You can test validation against the OAS spec used above, with requests resembling the following:

echo; echo The following requests will work
curl -s -D - -X POST -H "Host: echo.tetrate.io" http://$GW_ADDRESS/users/123 -d '{"username":"john"}' | head -1
curl -s -D - -X GET -H "Host: echo.tetrate.io" http://$GW_ADDRESS/messages | head -1
curl -s -D - -X GET -H "Host: echo.tetrate.io" http://$GW_ADDRESS/messages\?limit=10 | head -1

echo; echo These requests will return 403 Forbidden as they do not match a path in the spec
curl -s -D - -X POST -H "Host: echo.tetrate.io" http://$GW_ADDRESS/u-sers/123 -d '{"username":"john"}' | head -1
curl -s -D - -X GET -H "Host: echo.tetrate.io" http://$GW_ADDRESS/m-essages | head -1
curl -s -D - -X GET -H "Host: echo.tetrate.io" http://$GW_ADDRESS/m-essages\?limit=10 | head -1

echo; echo These requests will return 422 Unprocessable Entity as they fail validation in the spec
curl -s -D - -X POST -H "Host: echo.tetrate.io" http://$GW_ADDRESS/users/123 | head -1
curl -s -D - -X POST -H "Host: echo.tetrate.io" http://$GW_ADDRESS/users/123 -d '{"username":123}' | head -1
curl -s -D - -X POST -H "Host: echo.tetrate.io" http://$GW_ADDRESS/users/123 -d '{}' | head -1
curl -s -D - -X POST -H "Host: echo.tetrate.io" http://$GW_ADDRESS/users/123 -d '{"username":"john","name":"john"}' | head -1
curl -s -D - -X POST -H "Host: echo.tetrate.io" http://$GW_ADDRESS/users/john -d '{"username":"john"}' | head -1
curl -s -D - -X GET -H "Host: echo.tetrate.io" http://$GW_ADDRESS/messages\?limit=0 | head -1
curl -s -D - -X GET -H "Host: echo.tetrate.io" http://$GW_ADDRESS/messages\?limit=101 | head -1

Follow the Gateway Logs

Follow the gateway logs:

kubectl logs -f -n ${NS} -l app=${NS}-ingress-gw

Whenever a request is refused (fails validation), the response is logged with either a 403 (request did not match a path in the spec) or 422 (payload failed validation) status code:

[2025-01-02T16:39:34.908Z] "GET /messages?limit=0 HTTP/1.1" 422 -  - "-" 0 194 0 - "172.16.0.5" "curl/7.81.0" "1de263d3-84cb-4b60-a26a-9981220f606d" "echo.tetrate.io" "-" outbound|80||echo-service.echo-test.svc.cluster.local - 172.16.0.168:8080 172.16.0.5:60316 - echo-gateway-echo-external-0

If refused, the response contains a brief description of the reason why the request failed validation:

HTTP/1.1 422 Unprocessable Entity
content-length: 194
content-type: text/plain
date: Thu, 02 Jan 2025 16:39:34 GMT
server: istio-envoy

Request validation failed: Query parameters are not as expected: Validation of parameter limit failed: Parameter limit does not match the schema: At /limit of 0 - instance is below minimum of 1

Switch between Validating and Non-Validating mode

You can update the Gateway resource to enable or disable validation:

openapi:
fqn: organizations/my-organization/tenants/my-tenant/workspaces/${NS}-ws/apis/openapi-test
validation:
enabled: true # false for no validation
pathPrefix: ""

Update the OAS definition

If you update or edit the OAS definition, the Gateway will reload the new definition and log the parsed version.
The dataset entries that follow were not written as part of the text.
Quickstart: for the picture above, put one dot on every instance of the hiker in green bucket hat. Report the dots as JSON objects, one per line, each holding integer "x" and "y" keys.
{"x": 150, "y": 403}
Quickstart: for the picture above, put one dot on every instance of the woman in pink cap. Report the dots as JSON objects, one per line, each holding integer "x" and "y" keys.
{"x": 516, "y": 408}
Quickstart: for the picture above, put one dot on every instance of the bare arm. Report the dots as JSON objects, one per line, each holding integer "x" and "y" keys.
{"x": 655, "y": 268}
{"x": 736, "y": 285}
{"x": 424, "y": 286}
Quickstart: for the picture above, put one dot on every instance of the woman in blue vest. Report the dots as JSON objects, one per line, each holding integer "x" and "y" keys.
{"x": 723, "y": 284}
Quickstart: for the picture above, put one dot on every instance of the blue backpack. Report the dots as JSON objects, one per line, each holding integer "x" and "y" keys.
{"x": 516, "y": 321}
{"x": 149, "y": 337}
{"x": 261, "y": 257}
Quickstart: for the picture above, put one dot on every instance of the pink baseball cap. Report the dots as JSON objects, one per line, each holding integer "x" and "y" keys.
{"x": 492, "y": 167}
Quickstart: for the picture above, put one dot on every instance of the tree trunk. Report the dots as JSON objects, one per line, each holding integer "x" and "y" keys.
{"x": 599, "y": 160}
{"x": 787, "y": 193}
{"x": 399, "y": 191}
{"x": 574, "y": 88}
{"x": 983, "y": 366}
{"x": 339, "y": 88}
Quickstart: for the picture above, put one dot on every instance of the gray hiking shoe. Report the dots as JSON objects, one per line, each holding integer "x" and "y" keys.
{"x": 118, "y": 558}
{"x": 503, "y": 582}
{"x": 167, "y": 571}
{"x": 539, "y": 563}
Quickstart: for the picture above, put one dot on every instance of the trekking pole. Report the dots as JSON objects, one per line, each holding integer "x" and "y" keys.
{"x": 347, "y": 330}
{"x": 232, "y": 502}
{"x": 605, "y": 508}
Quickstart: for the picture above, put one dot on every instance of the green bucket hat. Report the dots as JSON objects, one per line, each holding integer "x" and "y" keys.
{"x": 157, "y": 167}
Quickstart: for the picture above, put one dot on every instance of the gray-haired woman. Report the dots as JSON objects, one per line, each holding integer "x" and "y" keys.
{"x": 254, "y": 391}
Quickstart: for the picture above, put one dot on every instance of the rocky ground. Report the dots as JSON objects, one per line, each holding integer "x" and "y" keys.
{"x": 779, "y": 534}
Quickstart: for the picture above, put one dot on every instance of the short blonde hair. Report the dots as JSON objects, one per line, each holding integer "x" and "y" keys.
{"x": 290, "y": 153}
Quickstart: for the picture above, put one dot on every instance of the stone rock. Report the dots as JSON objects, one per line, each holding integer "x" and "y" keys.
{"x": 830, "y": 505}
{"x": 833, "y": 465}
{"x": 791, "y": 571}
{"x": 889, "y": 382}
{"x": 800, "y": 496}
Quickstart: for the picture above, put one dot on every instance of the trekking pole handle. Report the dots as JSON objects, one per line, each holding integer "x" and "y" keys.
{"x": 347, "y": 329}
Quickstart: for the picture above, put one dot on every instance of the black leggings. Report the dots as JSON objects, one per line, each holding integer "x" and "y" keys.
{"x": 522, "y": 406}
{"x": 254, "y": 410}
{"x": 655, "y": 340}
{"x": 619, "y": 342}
For example, in the example above, you can change the parameters to validate the limit value, allowing requests such as http://$GW_ADDRESS/messages\?limit=101.

Configure Validation

OAS Validation is configured as follows:

openapi:
fqn: organizations/my-organization/tenants/my-tenant/workspaces/${NS}-ws/apis/openapi-test
validation:
enabled: true
pathPrefix: ""
  • fqn: the 'fully-qualified name' identifies the OAS definition in the TSB hierarchy. A Gateway can access any OAS definitions that are published to the same parent Workspace
  • enabled: when set to false, OAS Validation is not performed
  • pathPrefix: the value, such as /api/v1, is stripped from the client-provided URL before the URL is matched against the OAS definition; this allows you to expose APIs under specific paths

The API documentation is described in more detail in the Reference Guide.